When people hear the term "virtual reality," they usually think about what may be its most obvious application: as a tool for gaming fans everywhere. At its core, virtual reality (or VR) involves a computer generated simulation of a 3D image or environment. That image can be interacted with by a user in a seemingly real or physical way thanks to special equipment like a helmet with a screen inside it, with gloves that have sensors in the fingers or, in a lot of situations all of this at the same time.

According to one recent study, the global virtual reality market is expected to hit a staggering $160 billion by as soon as 2023. Worldwide, spending on virtual related content and applications alone is expected to hit an enormous $3.77 billion by the end of 2021. But when you also consider the fact that the total number of VR-centric startups has increased 14% in less than a year, you begin to really get a sense of what is going on here. 

VR Adoption Obstacles

To return to the example of gaming, virtual reality can absolutely help transport players to an entirely new world where they can have new experiences, interact with fascinating fictional characters and perform other tasks that they simply can't normally do in the comfort of their own home. For the players themselves, it's a perfect opportunity to increase immersion in their favorite hobby. For game manufacturers, it's an incredible chance to increase engagement by offering the types of experiences that people literally can't get through other means.

But the benefits of virtual reality don't begin and end with gaming. Far from it. 

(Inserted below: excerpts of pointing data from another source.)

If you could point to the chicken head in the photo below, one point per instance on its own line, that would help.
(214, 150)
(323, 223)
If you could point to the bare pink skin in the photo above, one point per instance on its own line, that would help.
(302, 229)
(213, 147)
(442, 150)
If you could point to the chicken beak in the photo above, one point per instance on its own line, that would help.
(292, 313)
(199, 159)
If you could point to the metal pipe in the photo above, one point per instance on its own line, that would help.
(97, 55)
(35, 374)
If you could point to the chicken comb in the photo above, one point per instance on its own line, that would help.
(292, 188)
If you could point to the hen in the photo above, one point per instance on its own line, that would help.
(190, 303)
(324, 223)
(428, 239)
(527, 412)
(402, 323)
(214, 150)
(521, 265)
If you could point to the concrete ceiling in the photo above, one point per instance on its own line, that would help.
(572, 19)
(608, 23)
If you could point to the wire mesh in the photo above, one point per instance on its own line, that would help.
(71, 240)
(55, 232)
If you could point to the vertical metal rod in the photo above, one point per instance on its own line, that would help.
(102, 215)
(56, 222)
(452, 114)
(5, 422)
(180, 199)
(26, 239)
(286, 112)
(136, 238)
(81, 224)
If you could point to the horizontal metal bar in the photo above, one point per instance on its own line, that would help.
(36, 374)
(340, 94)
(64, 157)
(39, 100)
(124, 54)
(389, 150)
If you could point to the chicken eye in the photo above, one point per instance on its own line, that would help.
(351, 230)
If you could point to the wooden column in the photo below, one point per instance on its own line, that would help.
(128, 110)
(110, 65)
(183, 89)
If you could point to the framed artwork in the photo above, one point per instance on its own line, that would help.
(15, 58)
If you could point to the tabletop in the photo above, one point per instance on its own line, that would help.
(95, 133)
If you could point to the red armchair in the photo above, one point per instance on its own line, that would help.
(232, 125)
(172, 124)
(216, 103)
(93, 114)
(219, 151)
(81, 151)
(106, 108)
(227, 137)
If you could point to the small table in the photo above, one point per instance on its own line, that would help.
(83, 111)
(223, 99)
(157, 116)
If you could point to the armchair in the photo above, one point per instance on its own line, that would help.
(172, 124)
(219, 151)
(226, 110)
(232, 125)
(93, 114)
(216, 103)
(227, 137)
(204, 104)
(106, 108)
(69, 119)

In the world of education, virtual reality hardware can offer students incredible, immersive learning experiences that they just can't get in a traditional classroom. It's a perfect way to inspire not only their own creativity, but their imaginations as well. In marketing, VR can let consumers interact with products before a purchase is made - all without leaving the comfort of their own homes. This allows them to make better and more informed decisions with their hard-earned money, all while letting the marketers themselves create rich and unforgettable experiences.

Even the automotive industry is making excellent use of virtual reality, using it to enable engineers and designers to experiment with the look and build of a car all without the need to spend money on expensive prototypes. 

Healthcare, retail, tourism - you name it, there's an industry that can absolutely put virtual reality to good use.

That's why it's so important to pay attention to the types of virtual reality statistics that are being published right now. Not only do they give you an indication of just how far the industry has come in a relatively short amount of time, but they also paint a vivid picture about where this is all headed... and make no mistake, it will branch off in a number of unexpected directions over the course of the next decade and beyond. 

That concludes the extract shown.